Well, the primary thing is that you can ask extremely specific questions and get tailored responses.

That's the best use case for LLMs, imo. It's less of a replacement for a traditional encyclopedia- though people use it like that also- and more of a replacement for googling your question and getting a Reddit thread where someone explains.

The issue comes when people take everything it spits out as gospel, and do zero fact checking on it- basically the way that they hallucinate is the problem I have with it.

If there's a chance it's going to just flatly make things up, invent statistics, or just be entirely wrong.. I'd rather just use a normal forum and ask a real person that probably has a clue whatever question I have. Or try to find where someone has already asked that question and got an answer.

[–] NigelFrobisher@aussie.zone 5 points 1 week ago (1 children)

If you have to go and fact check the results anyway, is there even a point? At work now I’m getting entirely AI generated pull requests with AI generated descriptions, and when I challenge the dev on why they went with particular choices they can’t explain or back them up.
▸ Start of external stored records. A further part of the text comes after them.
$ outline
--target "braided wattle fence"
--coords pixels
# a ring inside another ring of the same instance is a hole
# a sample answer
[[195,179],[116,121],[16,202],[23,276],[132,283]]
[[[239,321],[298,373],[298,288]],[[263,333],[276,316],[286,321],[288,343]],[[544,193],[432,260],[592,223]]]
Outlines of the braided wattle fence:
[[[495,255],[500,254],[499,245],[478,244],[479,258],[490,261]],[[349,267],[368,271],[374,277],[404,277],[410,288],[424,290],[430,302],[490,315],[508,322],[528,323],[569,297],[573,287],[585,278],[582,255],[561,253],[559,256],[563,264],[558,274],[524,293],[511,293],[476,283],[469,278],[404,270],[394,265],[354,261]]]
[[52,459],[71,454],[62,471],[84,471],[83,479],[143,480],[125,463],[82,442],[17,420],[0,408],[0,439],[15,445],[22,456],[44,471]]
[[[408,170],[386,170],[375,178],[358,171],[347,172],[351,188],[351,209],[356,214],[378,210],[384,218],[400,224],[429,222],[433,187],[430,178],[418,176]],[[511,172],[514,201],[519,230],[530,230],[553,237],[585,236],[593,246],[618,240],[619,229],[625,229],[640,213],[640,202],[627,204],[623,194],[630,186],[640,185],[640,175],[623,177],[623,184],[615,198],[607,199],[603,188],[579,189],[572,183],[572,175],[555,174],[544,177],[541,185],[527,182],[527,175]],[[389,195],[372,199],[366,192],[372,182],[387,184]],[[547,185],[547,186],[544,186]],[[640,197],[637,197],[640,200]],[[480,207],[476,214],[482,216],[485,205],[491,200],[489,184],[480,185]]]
[–] SolOrion@sh.itjust.works 2 points 1 week ago* (last edited 1 week ago)

That's why I don't really use them myself. I'm not willing to spread misinformation just because ChatGPT told me it was true, but I also have no interest in going back over every response and double checking that it's not just making shit up.

[–] Hotzilla@sopuli.xyz 4 points 1 week ago* (last edited 1 week ago)

Google is so shit nowadays, it's main purpose is to sell you things, not to actually retrieve the things you ask.

Mainly you see this with coding related questions, they were much better 5 years ago. Now only way to get results is to ask LLM and hope it doesn't hallusinate some library that doesn't exist.

Part of the issue is that SEO got better and google stopped changing things to avoid SEO manipulation.